World Malaria Day was set at the 60th Session of the World Health Assembly (a meeting sponsored by the World Health Organization [WHO]) to recognize that malaria exists in countries around the world other than Africa and raise awareness of the importance of the global fight against the disease.
Interesting facts about malaria
Malaria is an infectious disease also called swamp fever. It is most common in areas with tropical climates and especially in Africa, Central and South America and the Far Eastern countries.
Malaria mainly affects the red blood cells and causes damage to vital organs in the body as a result of anemia and blockage of blood vessels.
The origin of the name of the disease is in the Italian language, which means "bad air" (mala aria), due to the belief that existed in the past that the bad swamp air is the cause.
Malaria is one of the leading causes of death in the world! In 2018, an estimated 228 million people contracted malaria, of which about 405,000 died, most of them children under the age of 15 in sub-Saharan Africa.
Malaria is spread by the Anopheles mosquito. It exists in more than 100 countries around the world.
Malaria can be prevented by protecting against mosquitoes and spraying their incubators. The goal of the World Health Organization is to raise, among other things, the use of bed nets treated with insecticides and spraying with insecticides in places of origin in countries that are particularly vulnerable to malaria.
The cause of malaria is a unicellular creature called Plasmodium, which exists in the stomach of the Anopheles mosquito. There are ten other species of plasmodium that also harm other animals such as birds, reptiles and rodents.
In 1897, Ronald Ross, a British physician, parasitologist and epidemiologist, showed the existence of a plasmodium in the stomach of a mosquito. Thanks to this discovery he received the Nobel Prize in Physiology and Medicine in 1902.
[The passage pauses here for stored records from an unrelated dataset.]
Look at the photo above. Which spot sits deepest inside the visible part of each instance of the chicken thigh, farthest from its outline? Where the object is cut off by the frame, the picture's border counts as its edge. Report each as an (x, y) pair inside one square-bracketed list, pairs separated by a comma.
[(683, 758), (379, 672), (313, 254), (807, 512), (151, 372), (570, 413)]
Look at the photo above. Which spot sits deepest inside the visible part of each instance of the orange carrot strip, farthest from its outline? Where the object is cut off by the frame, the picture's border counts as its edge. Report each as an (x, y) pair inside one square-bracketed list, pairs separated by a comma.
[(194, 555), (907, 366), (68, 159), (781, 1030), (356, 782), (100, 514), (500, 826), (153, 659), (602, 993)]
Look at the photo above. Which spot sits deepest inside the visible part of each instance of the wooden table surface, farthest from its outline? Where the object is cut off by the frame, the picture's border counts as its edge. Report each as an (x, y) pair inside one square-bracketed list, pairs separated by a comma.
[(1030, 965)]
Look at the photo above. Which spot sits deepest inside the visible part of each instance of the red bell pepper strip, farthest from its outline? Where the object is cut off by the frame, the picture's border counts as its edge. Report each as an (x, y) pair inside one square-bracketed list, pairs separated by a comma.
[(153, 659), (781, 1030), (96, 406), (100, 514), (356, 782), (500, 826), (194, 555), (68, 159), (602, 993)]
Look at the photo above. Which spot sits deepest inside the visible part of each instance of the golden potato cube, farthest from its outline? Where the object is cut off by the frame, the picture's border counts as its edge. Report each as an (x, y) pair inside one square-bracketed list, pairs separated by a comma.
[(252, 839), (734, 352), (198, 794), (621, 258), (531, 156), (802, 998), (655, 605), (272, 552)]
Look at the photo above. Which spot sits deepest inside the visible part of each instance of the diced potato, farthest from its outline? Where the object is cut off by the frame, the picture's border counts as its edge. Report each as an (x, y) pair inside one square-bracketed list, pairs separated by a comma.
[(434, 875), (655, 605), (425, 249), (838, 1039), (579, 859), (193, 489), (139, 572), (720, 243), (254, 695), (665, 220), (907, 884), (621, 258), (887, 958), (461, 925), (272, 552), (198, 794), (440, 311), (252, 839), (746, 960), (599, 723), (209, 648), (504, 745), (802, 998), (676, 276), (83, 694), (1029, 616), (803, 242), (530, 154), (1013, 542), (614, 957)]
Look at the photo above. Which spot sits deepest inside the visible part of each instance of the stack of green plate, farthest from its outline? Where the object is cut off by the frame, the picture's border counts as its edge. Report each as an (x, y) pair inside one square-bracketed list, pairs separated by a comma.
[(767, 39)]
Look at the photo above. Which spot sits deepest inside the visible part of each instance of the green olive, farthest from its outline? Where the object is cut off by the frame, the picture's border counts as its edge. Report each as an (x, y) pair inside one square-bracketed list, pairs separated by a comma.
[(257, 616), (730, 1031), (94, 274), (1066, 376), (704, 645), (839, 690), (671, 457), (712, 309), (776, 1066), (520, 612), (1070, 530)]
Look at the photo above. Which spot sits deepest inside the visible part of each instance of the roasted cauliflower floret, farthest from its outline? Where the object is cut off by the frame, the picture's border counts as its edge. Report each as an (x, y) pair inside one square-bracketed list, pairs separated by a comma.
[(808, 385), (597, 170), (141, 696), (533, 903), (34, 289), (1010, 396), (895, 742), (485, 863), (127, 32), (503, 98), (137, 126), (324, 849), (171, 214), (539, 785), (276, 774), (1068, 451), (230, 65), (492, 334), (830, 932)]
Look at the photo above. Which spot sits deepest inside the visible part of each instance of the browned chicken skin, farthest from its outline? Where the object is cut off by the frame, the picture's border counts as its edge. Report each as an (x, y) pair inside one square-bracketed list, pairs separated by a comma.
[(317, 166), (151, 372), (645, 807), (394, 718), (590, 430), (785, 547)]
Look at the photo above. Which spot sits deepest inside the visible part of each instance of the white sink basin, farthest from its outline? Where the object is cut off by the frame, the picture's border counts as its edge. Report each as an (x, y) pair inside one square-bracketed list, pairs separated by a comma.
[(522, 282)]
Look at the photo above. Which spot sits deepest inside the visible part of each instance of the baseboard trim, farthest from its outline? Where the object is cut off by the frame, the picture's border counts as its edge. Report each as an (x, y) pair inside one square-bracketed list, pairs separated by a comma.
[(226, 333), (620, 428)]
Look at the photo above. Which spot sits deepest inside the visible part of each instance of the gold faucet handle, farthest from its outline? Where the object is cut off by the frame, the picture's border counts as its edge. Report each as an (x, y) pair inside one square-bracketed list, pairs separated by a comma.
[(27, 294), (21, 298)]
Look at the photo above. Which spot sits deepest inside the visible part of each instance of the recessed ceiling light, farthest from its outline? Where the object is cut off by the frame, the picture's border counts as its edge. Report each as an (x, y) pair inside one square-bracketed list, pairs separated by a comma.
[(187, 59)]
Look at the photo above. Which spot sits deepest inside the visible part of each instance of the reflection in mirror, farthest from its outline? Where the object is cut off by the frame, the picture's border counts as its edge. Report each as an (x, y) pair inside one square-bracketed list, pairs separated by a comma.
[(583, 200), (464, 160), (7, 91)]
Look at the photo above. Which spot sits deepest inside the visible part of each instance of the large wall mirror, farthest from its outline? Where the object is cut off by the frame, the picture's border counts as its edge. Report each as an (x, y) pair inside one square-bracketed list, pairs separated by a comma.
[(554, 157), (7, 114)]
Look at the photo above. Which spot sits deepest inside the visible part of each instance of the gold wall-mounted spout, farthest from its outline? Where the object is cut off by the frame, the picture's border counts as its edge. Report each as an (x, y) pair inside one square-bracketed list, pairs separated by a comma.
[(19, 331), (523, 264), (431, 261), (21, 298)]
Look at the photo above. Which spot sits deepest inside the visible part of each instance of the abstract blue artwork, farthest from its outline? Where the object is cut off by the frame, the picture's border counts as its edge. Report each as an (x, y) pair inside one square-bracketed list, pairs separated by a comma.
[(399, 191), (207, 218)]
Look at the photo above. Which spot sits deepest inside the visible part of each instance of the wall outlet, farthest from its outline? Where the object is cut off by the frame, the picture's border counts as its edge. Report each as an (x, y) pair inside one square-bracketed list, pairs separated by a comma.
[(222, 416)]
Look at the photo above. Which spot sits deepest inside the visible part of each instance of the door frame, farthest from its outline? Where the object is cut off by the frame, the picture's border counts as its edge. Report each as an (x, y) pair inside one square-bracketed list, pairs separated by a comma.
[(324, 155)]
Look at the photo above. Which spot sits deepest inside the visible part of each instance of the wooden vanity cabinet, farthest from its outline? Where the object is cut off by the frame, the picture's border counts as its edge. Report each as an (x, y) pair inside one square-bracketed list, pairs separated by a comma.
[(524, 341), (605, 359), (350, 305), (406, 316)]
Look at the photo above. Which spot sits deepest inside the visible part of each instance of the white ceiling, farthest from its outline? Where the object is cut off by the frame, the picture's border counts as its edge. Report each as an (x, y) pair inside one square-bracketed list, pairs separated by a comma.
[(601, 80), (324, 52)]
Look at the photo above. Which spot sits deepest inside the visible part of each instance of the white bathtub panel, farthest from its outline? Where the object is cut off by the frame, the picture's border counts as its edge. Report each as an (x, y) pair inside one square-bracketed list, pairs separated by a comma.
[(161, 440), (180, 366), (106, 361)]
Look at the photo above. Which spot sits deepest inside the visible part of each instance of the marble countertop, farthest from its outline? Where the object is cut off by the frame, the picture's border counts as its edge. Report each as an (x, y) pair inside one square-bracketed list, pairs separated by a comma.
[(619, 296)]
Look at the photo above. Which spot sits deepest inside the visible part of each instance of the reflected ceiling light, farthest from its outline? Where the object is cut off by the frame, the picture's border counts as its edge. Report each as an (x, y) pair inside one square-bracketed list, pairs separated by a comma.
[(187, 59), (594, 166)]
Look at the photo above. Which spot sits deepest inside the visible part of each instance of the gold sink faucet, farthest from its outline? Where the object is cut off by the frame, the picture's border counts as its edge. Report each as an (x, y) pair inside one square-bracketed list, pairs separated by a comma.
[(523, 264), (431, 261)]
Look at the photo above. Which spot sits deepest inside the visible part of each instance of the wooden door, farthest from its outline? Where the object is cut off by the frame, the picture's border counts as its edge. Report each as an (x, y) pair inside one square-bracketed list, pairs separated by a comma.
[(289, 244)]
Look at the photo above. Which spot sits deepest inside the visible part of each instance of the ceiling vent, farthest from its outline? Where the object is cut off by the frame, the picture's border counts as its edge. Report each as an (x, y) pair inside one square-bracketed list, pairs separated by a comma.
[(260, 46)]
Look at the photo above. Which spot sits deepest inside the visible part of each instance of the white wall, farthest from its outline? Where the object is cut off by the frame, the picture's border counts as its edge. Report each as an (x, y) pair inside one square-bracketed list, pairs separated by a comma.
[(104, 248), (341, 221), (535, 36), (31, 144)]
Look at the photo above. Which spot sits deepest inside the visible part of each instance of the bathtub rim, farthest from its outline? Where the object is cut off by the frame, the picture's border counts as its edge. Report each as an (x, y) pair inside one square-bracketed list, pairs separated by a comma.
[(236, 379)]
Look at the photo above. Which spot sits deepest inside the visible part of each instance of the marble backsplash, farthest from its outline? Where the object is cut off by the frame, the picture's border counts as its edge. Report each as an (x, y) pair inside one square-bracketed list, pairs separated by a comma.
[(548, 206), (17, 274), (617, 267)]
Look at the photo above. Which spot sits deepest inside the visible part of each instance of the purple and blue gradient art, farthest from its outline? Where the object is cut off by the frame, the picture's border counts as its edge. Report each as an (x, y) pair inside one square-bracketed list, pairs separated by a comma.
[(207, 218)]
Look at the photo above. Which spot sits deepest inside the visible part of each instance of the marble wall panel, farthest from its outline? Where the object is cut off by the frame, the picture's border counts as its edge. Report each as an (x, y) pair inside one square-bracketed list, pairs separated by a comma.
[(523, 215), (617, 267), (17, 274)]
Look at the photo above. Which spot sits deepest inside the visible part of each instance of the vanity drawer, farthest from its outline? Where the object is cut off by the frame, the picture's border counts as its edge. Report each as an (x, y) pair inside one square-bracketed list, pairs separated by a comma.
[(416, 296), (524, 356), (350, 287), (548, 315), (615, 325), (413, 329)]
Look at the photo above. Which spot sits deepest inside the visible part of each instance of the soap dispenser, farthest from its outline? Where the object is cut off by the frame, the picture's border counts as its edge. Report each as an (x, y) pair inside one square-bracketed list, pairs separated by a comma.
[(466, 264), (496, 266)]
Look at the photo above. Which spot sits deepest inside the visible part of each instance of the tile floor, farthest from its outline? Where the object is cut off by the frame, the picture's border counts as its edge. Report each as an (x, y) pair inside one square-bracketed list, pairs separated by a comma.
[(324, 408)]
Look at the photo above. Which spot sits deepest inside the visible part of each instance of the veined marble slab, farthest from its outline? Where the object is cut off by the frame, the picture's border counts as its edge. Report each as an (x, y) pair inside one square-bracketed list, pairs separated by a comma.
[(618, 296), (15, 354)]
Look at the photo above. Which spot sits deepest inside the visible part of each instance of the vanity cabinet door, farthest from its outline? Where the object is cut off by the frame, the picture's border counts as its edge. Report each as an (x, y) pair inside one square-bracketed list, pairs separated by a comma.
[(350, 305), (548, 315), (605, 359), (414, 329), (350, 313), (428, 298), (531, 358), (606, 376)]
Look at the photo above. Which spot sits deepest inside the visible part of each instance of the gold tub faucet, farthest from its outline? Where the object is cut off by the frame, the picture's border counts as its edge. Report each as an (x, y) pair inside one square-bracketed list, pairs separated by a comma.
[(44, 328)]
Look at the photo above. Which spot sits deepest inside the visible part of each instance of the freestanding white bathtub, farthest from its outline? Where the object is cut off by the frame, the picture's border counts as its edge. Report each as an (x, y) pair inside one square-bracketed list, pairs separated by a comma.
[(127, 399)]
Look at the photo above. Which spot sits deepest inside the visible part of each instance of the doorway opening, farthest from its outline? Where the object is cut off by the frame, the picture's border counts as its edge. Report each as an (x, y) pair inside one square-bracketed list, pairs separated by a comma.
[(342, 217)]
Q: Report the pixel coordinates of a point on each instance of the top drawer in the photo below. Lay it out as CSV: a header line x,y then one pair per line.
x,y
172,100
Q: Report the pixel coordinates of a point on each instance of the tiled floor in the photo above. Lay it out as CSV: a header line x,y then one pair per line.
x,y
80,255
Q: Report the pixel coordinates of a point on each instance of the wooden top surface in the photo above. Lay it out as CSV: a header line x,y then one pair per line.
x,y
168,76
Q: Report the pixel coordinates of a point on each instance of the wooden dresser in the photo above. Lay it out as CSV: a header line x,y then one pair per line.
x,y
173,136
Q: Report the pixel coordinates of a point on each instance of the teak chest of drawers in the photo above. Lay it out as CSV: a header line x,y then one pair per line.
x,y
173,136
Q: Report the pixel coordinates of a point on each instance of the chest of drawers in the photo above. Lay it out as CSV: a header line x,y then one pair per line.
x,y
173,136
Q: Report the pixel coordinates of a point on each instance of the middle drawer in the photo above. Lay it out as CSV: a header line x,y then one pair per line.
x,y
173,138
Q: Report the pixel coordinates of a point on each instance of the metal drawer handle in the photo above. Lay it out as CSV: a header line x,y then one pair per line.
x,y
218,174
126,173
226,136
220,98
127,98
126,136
The drugs for malaria are based on quinine, a substance extracted from the bark of quinine or synthetically produced. But the treatment with these drugs is not enough, and to fight Plasmodium additional drugs are needed.
In 2015, Tu Youyou, a Chinese physician specializing in pharmacology and drug treatment for malaria, received the Nobel Prize in Physiology and Medicine for the discovery of the substance Artemisinin, which is used as a cure for malaria.
Symptoms of malaria include high fever, tremor, joint pain, severe headache, vomiting that contains blood, excessive sweating, chills, diarrhea, abdominal pain, skin punctures, hypoglycemia and general malaise. Complications of malaria include coma and when left untreated, it ends in death in about 20% of cases.
The eucalyptus tree is a natural fighter for malaria. In the 19th century it was believed that the eucalyptus fought malaria by disinfecting the soil and air. At the end of the century, the real cause of the disease was discovered and the connection between it and the eucalyptus was clarified. The water-loving eucalyptus dries the swamp water in which the Anopheles mosquito larvae spread the disease. It originated in Australia, where malaria did not exist. Eucalyptus has been used as an anti-malarial agent in California, South Africa, Spain, Turkey, Israel and Italy.